The emergence of the novel Coronavirus disease, (COVID-19) pandemic has become an urgent issue of public health concern in every country. It is caused by severe acute respiratory syndrome coronavirus 2 (SARS-CoV-2). The morbidity and mortality of this disease is frightening. As at Friday 20/05/2022, according to WHO report, 527,857,379 individuals have been infected and 6,301,116 deaths recorded globally, with 255,937 cases and 3,143 fatalities recorded respectively in Nigeria.
It was initially thought to affect the respiratory system only; however, as at present other organ and system-specific manifestations are being observed. Such other system includes the haematological and haemostasis system. Altered haemostasis manifesting as coagulopathy is seen in 50% of severe cases and has been reported to be the major cause of death in infected persons. The causes of coagulopathy are seen to be the formation of micro-clot in the blood vessels, consumption of platelets, excessive activation of fibrinolysis, and consumption of coagulation factors due to exaggerated inflammatory response. The coagulopathy appears to be unique and distinct from sepsis-induced coagulopathy, disseminated intravascular coagulation (DIC), and other viral infection-induced coagulation abnormalities.
Severe thrombocytopenia, raised D-dimer, and elevated levels of fibrin/fibrinogen degradation products are the hallmark of the coagulation defect. Other associated features include modest or no change in activated partial thromboplastin time and prothrombin time, elevated levels of fibrinogen, factor VIII, and von Willebrand factor. D-dimer and thrombocytopenia had been shown to correlate with disease severity.
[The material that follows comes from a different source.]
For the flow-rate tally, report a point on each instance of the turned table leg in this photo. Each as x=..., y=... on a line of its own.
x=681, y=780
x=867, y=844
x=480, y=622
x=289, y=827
This course aims to draw the attention of caregivers to appreciate the strong relationship that exists between COVID-19 and coagulation parameters, D-dimer, and platelet count in particular. These coagulation biomarkers are useful tools in predicting COVID19 infection, monitoring treatment, and determining disease severity. Therefore, the biomarkers are of value in early diagnosis, management, and disease containment strategy. The simplicity of testing techniques, their cost effectiveness, the availability of the reagents, good turnaround time and less invasive procedure in sample collection are a veritable tool in management and containment strategy as against the conventional diagnostic approaches which largely focus on nucleic acid testing for acute phase disease which is not only time consuming but also expensive in monetary and skills requirements.